Viele der großen Gestalten des Schāhnāme, aber auch manche Szenen kehren in späteren Epen wie Variationen eines Themas wieder, wie etwa das königliche Paar Chosrou und Schirin, das Nizāmi in seinem zweiten Epos gestaltet hat, oder König Bahrām Gūr und seine geliebte, Laute spielende Sklavin Āzāde („Frei“), die bei Nizāmi als Fitne („Aufruhr“) und bei Amīr Chusrau Dihlawī, dem ersten Nizāmi-Imitator, als Dilārām („Herzenslabsal“) wiederkehrt, jedes Mal verwandelt und doch unverkennbar die gleiche: Es gibt aber natürlich auch andere Quellen für die persische Epik, deren wichtigste Gattungen sich seit dem Schāhnāme etablieren: das Heldenepos, das romantische Epos (englisch „romance“), das didaktische Epos und das mystische Epos.
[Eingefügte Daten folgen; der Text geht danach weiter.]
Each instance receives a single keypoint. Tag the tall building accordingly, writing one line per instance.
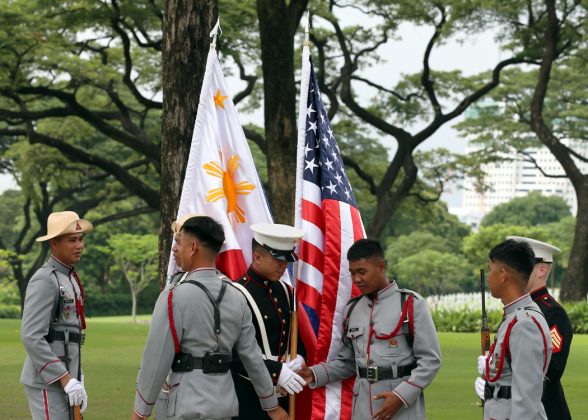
(517, 177)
Die Grenzen lassen sich nicht scharf ziehen, und namentlich das Thema der Liebe fehlt in keiner dieser Gattungen. So gibt es etwa herzzerreißende Liebesgeschichten in den mystischen Epen ‘Aṭṭārs (vgl. unten S. 169ff.). Manche arabisch-‘udhritische Paare wie etwa Lailā und Madschnūn gelangten erst durch die persische Bearbeitung zu internationalem Ruhm. Aber auch ein hellenistischer Liebesroman wurde von einem bekannten persischen Dichter namens ‘Unṣurī in Verse gegossen; leider sind nur spärliche Bruchstücke davon erhalten.188 Eines der frühesten romantischen Epen in persischer Sprache ist das um die Mitte des 11. Jahrhunderts entstandene romantische Epos Wīs und Rāmīn von Gurgānī, auf das wir später näher eingehen werden. Zunächst aber sei ein kurzer Blick auf die persische Liebeslyrik geworfen, in der sich die persischen Epiker in der Regel auch hervorgetan haben.
Liebesgedichte aus dem Diwan Sa‘dīs
Der neben Ḥāfiẓ bedeutendste und beliebteste Lyriker Irans, Sa‘dī (1215–1292), ließ sich nach langen Reisen 1256 in Schiras nieder und verfasste dort u.a. seine zwei berühmtesten Werke: den „Duftgarten“ (Būstān 1257) und den „Rosengarten“ (Gulistān 1258); beides erbaulich-didaktische Texte, der (von Rückert verdeutschte) „Duftgarten“ ganz in Versen, der „Rosengarten“ – wohl der erste persische Text, der von Adam Olearius 1654 ins Deutsche übersetzt wurde und schon Goethe entzückte – in Prosa, mit zahlreichen eingestreuten Versen. Aber Sa‘dī ist auch Verfasser eines umfangreichen Diwans, der viele uns von Ḥāfiẓ her vertraute Motive bereits ein Jahrhundert früher antönt. Auch bei ihm wird schon ein namenloser Geliebter in kosmische Höhen verherrlicht. In manchen Ghaselen parodiert er aber auch diese Übertreibung.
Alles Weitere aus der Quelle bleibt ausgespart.